I have been interested in the use of video games for education and training across age groups for the past several years.

I am currently involved in a research project that involves a group of young people exploring what sort of support tool/resource they could develop for other young people with gaming issues.

Whether you work with young people, are a young person who games or are a concerned adult – here are some great resources

The Young and Well Cooperative Research Centre is exploring gaming as are other organisations that serve young people to determine what role it plays in the wellbeing of their young clients.

Dr Daniel Johnson from the Queensland University of Technology (love their work!) alogn with Dr Michael Carr-Greg and researcher Rori Hancock make an engaging panel. And love the kitteh!

There is also a research report: Videogames and Wellbeing: A Comprehensive Review that is well worth reading in association with watching this webinar recording.
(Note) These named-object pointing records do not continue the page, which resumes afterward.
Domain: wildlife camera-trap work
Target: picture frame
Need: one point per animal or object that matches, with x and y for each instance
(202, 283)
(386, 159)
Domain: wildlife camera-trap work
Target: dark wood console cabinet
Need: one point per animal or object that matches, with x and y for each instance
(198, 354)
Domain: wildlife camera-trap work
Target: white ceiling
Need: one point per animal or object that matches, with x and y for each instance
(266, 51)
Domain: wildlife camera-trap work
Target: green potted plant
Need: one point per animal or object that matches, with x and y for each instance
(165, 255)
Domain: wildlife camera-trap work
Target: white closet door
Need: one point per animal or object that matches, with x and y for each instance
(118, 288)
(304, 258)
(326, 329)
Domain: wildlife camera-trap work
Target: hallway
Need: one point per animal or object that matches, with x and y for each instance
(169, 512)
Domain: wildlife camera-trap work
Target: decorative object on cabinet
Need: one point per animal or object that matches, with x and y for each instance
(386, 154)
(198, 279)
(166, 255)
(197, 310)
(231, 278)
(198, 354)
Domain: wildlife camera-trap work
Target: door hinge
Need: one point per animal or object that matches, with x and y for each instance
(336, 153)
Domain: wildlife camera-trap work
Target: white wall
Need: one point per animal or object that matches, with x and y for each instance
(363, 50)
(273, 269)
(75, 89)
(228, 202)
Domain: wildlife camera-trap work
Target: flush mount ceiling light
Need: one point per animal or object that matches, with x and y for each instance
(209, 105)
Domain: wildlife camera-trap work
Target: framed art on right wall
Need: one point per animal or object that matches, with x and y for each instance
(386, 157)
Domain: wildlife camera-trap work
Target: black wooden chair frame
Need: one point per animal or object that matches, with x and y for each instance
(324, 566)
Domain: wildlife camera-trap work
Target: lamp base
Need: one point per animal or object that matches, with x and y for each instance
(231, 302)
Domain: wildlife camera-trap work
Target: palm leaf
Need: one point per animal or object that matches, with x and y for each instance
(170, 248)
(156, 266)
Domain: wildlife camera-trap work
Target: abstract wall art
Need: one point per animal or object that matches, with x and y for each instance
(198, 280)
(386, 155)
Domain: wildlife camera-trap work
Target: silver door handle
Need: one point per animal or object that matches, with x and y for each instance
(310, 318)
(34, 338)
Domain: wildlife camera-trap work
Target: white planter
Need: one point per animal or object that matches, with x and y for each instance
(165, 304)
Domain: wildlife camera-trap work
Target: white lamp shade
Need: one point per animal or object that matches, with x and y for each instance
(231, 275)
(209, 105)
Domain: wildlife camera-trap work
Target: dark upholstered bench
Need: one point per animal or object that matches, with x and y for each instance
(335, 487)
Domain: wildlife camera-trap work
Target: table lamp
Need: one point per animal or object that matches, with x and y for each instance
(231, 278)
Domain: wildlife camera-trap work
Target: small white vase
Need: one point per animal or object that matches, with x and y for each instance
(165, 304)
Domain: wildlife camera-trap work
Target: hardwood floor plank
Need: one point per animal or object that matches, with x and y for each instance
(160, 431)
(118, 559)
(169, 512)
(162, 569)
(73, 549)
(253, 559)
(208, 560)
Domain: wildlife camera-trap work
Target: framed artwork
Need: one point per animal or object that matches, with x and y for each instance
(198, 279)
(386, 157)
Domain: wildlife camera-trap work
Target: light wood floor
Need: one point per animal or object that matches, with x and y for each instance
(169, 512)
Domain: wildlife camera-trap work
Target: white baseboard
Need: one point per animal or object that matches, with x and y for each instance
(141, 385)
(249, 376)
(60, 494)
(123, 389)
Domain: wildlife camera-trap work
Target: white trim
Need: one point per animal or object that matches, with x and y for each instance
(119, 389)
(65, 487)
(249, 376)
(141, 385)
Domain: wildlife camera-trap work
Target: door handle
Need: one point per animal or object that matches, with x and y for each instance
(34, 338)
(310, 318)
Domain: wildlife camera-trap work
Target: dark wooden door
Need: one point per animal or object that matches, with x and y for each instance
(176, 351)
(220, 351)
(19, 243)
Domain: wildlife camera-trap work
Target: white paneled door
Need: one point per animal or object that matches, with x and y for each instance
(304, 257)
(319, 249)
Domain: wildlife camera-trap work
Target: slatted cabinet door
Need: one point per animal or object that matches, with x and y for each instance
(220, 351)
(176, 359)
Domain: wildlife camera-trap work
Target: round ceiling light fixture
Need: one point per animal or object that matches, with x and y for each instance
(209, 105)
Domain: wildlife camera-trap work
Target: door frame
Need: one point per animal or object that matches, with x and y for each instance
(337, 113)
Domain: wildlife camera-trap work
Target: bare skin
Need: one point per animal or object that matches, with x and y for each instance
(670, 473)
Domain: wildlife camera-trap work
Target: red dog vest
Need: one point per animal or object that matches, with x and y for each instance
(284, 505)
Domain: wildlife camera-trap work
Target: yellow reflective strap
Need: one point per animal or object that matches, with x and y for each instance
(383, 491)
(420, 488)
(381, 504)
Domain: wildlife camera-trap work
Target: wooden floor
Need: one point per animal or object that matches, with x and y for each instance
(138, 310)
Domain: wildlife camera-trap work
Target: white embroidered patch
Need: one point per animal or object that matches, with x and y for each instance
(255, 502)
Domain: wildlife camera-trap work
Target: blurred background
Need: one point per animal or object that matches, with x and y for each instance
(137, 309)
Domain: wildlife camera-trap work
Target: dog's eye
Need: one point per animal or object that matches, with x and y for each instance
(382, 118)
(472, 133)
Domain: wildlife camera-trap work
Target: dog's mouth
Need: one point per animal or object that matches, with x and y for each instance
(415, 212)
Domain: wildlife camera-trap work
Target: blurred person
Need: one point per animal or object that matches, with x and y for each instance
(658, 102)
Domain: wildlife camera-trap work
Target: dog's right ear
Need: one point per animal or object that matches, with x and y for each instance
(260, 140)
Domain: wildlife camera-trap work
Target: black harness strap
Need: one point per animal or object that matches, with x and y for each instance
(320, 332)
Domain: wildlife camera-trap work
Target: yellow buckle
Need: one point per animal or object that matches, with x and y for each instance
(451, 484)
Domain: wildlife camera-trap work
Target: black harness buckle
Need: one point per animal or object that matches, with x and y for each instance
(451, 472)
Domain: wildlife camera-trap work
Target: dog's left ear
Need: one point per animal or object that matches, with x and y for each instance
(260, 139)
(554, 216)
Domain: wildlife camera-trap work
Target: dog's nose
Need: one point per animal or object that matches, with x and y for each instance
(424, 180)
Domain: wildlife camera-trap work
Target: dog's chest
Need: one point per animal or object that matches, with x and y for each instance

The report specifically seeks to identify links between video game play and models of flourishing in mental health.

And the Susan Granic article in American Psychologist November 2013.

Finally, the TED talk by Dr Stewart Brown is also very, very worthwhile watching. Favourite quote: the opposite of play is not work – it’s depression! The basis of human trust is established through play signals! And he mentions neoteny – the playfulness we can retain and why my blog is called “Neotenous Tech”!